背景
SparkContext 在初始化的过程中,其中schudularBackEnd会向Master发送RegisterApplication的注册信息,注册成功之后,会调用schedula() 方法为application分配cores资源,并通知worker启动executor。
正文
1.起点 - receive()
因为Master是一个消息循环体,他的receive方法会接收来自client的注册application请求,最后,注册成功之后,会调用schedule() 方法,进行资源的调度和分配,代码如下:
case RegisterApplication(description, driver) =>
// TODO Prevent repeated registrations from some driver
if (state == RecoveryState.STANDBY) {
//master 必须处于alive状态
// ignore, don't send response
} else {
logInfo("Registering app " + description.name)

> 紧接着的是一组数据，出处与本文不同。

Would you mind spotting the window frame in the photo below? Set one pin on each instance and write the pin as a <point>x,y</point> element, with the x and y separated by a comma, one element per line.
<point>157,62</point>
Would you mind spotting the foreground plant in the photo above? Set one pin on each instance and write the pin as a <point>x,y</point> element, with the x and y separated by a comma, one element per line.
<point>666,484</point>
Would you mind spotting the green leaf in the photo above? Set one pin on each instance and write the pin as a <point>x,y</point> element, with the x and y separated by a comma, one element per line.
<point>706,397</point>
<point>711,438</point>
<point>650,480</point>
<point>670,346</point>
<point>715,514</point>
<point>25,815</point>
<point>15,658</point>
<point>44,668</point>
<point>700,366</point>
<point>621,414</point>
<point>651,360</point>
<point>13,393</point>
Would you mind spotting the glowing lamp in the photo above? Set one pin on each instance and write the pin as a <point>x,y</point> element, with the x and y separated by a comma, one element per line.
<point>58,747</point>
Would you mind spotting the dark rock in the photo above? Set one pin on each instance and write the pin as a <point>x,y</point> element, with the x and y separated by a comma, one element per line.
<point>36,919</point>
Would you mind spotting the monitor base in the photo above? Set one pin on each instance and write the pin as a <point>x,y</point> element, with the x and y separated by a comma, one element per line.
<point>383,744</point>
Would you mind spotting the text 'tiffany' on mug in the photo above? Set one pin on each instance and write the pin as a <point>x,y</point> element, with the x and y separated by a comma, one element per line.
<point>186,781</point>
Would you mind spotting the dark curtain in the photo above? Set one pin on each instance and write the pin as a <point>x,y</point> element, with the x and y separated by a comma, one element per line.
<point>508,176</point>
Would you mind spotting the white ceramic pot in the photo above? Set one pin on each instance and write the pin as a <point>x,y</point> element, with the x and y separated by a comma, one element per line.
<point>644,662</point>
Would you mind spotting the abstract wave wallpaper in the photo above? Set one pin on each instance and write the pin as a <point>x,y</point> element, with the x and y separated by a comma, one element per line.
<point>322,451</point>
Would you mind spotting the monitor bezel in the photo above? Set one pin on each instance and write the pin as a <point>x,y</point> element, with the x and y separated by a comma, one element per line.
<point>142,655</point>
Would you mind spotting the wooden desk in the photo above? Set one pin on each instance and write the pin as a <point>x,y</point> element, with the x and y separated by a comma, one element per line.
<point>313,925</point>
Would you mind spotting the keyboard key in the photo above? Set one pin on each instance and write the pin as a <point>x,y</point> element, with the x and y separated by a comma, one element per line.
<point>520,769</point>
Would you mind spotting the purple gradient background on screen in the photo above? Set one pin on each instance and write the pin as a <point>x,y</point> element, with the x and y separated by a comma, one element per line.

val app = createApplication(description, driver)
//注册
registerApplication(app)
logInfo("Registered app " + description.name + " with ID " + app.id)
//持久化
persistenceEngine.addApplication(app)
//返回成功信息
driver.send(RegisteredApplication(app.id, self))
//资源调度
schedule()
}
2. 核心方法 - schedule()
作用:为driver分配资源、为分配worker资源
调用时机:新application注册、worker资源变动时候
注意:此次运行,并没有为driver分配资源,因为注册application的时候driver已经启动了,本次主要是分配worker资源
private def schedule(): Unit = {
//状态检测、省略
//打乱worker顺序
val shuffledAliveWorkers = Random.shuffle(workers.toSeq.filter(_.state == WorkerState.ALIVE))
val numWorkersAlive = shuffledAliveWorkers.size
var curPos = 0
//为driver分配资源,启动driver, 本次不调用
for (driver <- waitingDrivers.toList) { // iterate over a copy of waitingDrivers
// We assign workers to each waiting driver in a round-robin fashion. For each driver, we
// start from the last worker that was assigned a driver, and continue onwards until we have
// explored all alive workers.
var launched = false
var numWorkersVisited = 0
while (numWorkersVisited < numWorkersAlive && !launched) {
val worker = shuffledAliveWorkers(curPos)
numWorkersVisited += 1
if (worker.memoryFree >= driver.desc.mem && worker.coresFree >= driver.desc.cores) {
//满足要求启动deriver
launchDriver(worker, driver)
waitingDrivers -= driver
launched = true
}
curPos = (curPos + 1) % numWorkersAlive
}
}
//启动worker核心方法
startExecutorsOnWorkers()
}
3. 启动worker核心方法 - startExecutorsOnWorkers()
schedulaExecutorsOnWorker方法,会根据参数SpreadOutApps参数设定,来决定,是将所有cores分配到一个worker上,还是尽可能的分配到多个worker上,返回每个worker分配的cores数目。
allocateWorkerResourceToExecutors方法,会使用已经分配好的核心数,跟觉coresPerExecutor参数不同,在Worker上启动Executor,启动的方式为,RPCEndPoint调用,发送消息。
步骤:
a.过滤可用Worker
b.为每个Worker分配核心数cores
c.按照每个Worker所分配的cores,启动executor
private def startExecutorsOnWorkers(): Unit = {
for (app <- waitingApps if app.coresLeft > 0) {
val coresPerExecutor: Option[Int] = app.desc.coresPerExecutor
//过滤出满足coresPerExecutor 条件的Worker
val usableWorkers = workers.toArray.filter(_.state == WorkerState.ALIVE)
.filter(worker => worker.memoryFree >= app.desc.memoryPerExecutorMB &&
worker.coresFree >= coresPerExecutor.getOrElse(1))
.sortBy(_.coresFree).reverse
//决定每个Worker,分配集合核心数
val assignedCores = scheduleExecutorsOnWorkers(app, usableWorkers, spreadOutApps)
// Now that we've decided how many cores to allocate on each worker, let's allocate them
//按照核心数 启动executor
/*
此处启动executor 时候,会跟觉coresPerExecutor 不同启动方式不同,
如果coresPerExecutor定义,则启动多个executor
如果coresPerExecutor未定义,则会启动一个executor,该executor持有全部的cores
*/
for (pos <- 0 until usableWorkers.length if assignedCores(pos) > 0) {
allocateWorkerResourceToExecutors(
app, assignedCores(pos), coresPerExecutor, usableWorkers(pos))
}
}
}
4. 启动executor之后
启动executor之后,就是executorBackEnd和Driver之间的通信了,backend会向driver注册executor,相关信息记录于之前的博文信息中。
总结
当有新的Application,或者Worker信息变动的时候,都会导致schedula() 调度资源方法的调用。
分配cores资源的时候,SpreadOutApps参数会决定,按照计算密集还是数据密集方式来分配cores资源。
coresPerExecutor 参数,会决定在一个Worker启动几个Executor.